Referenda are a dangerous idea - they are an example of direct democracy (as opposed to representative democracy, where we choose people who are supposedly smarter and better informed than us to make difficult decisions on our behalf).  But the more complex the decision, the less effective will be the decision making.  People can and do make the 'wrong' choice.  Binary referendums are even worse - strategic voting simply doesn't work and the closer the two sides are, the more unpredictable strategic voting becomes.  Referenda are devised on the premise that a well-informed electorate makes a considered decision about the issue and votes honestly in the way they really feel.  This referendum was probably the worst case scenario played out to the world: it was complex, emotive, had huge repercussions that could not be properly foreseen and most people would not be able to understand them sufficiently to make an informed choice even if they had the time - which in most cases they didn't.  I can understand the argument that it should never had been held - and is probably the reason why it hadn't been held until now.

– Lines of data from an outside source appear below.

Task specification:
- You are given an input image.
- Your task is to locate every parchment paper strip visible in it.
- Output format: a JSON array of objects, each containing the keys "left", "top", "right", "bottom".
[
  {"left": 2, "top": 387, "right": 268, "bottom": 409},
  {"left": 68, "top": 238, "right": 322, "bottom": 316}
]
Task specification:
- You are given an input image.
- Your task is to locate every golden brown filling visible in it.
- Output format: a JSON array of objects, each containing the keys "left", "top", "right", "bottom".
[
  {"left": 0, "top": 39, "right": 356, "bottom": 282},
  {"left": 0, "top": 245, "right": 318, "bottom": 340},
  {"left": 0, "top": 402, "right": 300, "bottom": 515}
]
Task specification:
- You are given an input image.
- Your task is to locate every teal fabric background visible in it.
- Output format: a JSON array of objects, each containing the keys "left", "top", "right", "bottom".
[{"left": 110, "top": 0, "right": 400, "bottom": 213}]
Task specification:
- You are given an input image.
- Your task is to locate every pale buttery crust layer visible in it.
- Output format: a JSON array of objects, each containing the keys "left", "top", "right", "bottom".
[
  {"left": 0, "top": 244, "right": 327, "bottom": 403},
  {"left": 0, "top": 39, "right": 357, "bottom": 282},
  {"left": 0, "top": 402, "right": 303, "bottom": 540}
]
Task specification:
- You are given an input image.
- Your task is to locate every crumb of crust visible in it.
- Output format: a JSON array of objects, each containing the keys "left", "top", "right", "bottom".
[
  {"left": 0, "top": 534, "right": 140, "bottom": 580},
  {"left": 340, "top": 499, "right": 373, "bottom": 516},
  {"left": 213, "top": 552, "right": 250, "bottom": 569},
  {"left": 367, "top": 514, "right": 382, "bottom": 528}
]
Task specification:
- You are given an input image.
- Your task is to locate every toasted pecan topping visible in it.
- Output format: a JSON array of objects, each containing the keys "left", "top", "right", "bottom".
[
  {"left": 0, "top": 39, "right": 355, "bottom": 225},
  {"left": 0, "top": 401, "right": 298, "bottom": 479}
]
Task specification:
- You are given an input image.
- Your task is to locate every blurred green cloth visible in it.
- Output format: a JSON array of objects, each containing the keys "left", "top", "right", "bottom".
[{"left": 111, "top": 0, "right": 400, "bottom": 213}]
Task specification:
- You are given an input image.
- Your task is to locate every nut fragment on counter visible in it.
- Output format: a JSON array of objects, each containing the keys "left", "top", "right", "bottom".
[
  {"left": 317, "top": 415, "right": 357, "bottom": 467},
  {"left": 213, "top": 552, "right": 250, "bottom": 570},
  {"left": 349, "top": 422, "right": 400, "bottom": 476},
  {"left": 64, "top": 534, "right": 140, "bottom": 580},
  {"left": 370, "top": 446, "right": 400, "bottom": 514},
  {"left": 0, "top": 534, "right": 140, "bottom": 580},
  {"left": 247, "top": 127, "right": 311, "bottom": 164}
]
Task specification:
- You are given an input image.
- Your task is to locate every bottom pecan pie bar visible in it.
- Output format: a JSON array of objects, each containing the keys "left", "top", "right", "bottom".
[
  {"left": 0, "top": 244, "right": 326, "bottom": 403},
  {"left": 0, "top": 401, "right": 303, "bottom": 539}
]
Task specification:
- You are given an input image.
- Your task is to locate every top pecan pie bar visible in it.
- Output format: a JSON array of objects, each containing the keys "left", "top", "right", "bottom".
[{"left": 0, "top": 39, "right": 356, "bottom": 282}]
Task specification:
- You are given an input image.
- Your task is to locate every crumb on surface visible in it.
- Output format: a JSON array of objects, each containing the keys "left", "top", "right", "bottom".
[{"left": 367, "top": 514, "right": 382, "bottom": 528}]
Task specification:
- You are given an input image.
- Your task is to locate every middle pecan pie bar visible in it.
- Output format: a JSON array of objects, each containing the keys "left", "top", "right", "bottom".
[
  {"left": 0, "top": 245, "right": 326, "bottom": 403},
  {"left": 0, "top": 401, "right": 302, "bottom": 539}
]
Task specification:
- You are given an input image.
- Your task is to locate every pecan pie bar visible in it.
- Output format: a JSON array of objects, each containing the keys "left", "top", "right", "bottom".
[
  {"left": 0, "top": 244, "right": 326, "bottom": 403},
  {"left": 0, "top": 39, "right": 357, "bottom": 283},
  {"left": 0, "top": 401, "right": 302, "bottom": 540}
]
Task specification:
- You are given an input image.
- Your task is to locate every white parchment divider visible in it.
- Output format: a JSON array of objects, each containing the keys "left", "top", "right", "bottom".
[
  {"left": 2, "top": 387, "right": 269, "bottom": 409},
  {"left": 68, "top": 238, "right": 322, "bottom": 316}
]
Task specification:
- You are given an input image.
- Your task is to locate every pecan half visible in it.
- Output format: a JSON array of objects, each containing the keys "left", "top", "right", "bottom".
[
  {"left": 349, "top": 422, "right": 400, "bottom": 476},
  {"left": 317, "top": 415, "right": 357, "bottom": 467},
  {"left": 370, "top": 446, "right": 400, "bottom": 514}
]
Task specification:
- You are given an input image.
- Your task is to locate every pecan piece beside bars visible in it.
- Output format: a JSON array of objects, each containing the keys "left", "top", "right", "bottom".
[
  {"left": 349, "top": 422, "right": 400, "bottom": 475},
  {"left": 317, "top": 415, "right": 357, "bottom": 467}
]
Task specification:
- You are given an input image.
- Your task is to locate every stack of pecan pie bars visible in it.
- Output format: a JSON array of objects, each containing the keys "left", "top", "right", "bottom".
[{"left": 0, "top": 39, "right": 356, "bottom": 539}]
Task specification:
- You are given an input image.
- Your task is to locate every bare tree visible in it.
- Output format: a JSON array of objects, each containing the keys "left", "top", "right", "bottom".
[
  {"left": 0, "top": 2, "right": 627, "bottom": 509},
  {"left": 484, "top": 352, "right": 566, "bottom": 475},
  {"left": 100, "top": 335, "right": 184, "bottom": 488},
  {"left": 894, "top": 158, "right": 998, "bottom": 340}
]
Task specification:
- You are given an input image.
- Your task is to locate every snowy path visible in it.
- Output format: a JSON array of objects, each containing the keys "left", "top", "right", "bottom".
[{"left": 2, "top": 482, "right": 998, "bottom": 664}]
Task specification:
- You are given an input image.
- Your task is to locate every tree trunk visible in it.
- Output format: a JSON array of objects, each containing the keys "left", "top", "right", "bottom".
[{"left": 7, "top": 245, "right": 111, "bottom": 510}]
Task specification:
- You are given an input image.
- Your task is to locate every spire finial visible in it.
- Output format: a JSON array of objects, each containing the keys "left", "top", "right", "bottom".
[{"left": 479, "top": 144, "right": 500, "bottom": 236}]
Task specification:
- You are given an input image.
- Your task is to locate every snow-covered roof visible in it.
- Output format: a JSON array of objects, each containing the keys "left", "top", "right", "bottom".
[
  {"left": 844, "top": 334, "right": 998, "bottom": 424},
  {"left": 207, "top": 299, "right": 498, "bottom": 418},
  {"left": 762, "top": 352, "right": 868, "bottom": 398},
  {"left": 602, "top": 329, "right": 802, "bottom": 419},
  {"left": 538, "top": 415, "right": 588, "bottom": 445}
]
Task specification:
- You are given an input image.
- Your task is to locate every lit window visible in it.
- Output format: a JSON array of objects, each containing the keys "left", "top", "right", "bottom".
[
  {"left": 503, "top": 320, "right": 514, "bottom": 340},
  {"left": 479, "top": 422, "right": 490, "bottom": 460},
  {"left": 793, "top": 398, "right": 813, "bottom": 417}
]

But returning to the protest votes, in actual fact, even if anyone honestly held the belief that the EU and the 'establishment' needed a kicking, a logical assessment shows that such a protest vote is useless - it has boosted the Leave count, and mixed as it is with all the other types of Leave vote is indistinguishable for the protest to work.  Far better to spoil the ballot or simply not vote.  If they were protesting the Tory establishment, they would know that Boris Johnson, an Etonian Bullingdon Club member was poised to become the next PM.  He is as establishment as they get.  They were never going to knock out the Tories and stop austerity because the referendum was not party political.  Leaving the EU is not going to overturn the way capitalism works.  Nor is it going to stop further globalisation.  The EU didn't in the past four decades write the rules of how the world economy is run.  If the EU completely disintegrated, capitalism as practiced today would still be the dominant political and economic force.

7. Curiosity

I think (hope) that this is a minority group.  I read somewhere that someone voted Leave just to see what would happen!  I think this is dangerous (for much the same reason that I said strategic voting doesn't work).  Yes, I also find Leave interesting especially since such dire consequences were spelled out and so much doom and gloom was predicted.  If the experiment could be run in a test tube without consequences for the real world it might be fun.  Unfortunately there are consequences and there is no changing of your vote if you don't like the outcome.

So there you have it, my seven reasons to vote Leave.  Now the UK is full steam heading for divorce from the EU.

Or is it?  I believe that the so-called establishment including Boris Johnson, are now looking for an "exit from Brexit".  Some way to pull the country back into the EU (or at least the Common Market) and get out of delivering the type of Brexit the Leave side were selling in the campaign.